Hand-dug Caisson excavation in Hong Kong – worst recent construction job? – banned 1995

IDJ: In Hong Kong until around the mid 1990s, curious observers and old men with nothing better to do were a familiar sight gathered at gaps in construction sites fences where amongst the usual activities they could observe a practise possibly unique to Hong Kong.

Husband and wife teams constructing large diameter, hand dug piles, known as caissons were common on most large construction sites often excavated in very difficult conditions.

Caisson excavation by hand-001-the husband digger

They were hand dug from the top down as far as 40 metres or more, with the husband excavating and concreting the pile perimeter walls in one metre sections. The wife raised the spoil as the husband excavated, and more importantly she ensured that air was continuously supplied to the bottom of the shaft by means of a compressor and a length of rubber tube.

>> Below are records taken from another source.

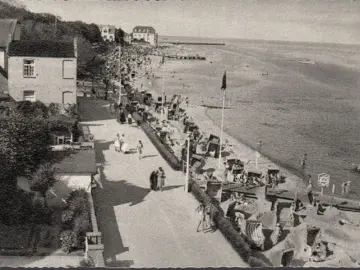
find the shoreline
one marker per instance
(241, 149)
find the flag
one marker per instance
(223, 85)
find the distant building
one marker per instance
(107, 32)
(9, 31)
(127, 37)
(145, 33)
(42, 70)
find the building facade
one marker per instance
(43, 71)
(9, 30)
(127, 38)
(145, 33)
(107, 32)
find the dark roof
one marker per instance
(144, 29)
(62, 118)
(41, 48)
(81, 161)
(7, 26)
(111, 28)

Naturally, she also provided lunch and dinner on site.

Caisson excavation by hand-002-the wife

These dedicated and skilled teams unfortunately experienced accidents which were regularly highlighted in local newspapers. Collapsed excavations, sudden water ingress or ventilation overcome by noxious gases within the ground were common dangers.

Heath and Safety at Work regulations have no doubt inhibited hand dug caisson practises. Modern hydraulic machinery has been cleverly designed to take over caisson excavation work with clamshell digging mechanisms.

Caisson excavation principal

HF: The HK Government enacted the Buildings (Amendment) Ordinance 1995 on 19 January 1995 to ban the use of hand-dug caissons. There were exemptions as stated below:
Buildings Dept, Ban on Hand-dug Caisson
The last occasion I saw a team (two men down the caisson with a pneumatic drill, and two women on the surface hauling up the excavated material by hand on a pulley) hand digging was when I walked over the first Ap Lei Chau bridge when the second bridge was being built. On the Ap Lei Chau side the hill slope had been cut back and a number of caissons excavated. This would have been about 1993 as the new bridge opened in 1994.

This article was first posted on 14th January 2015.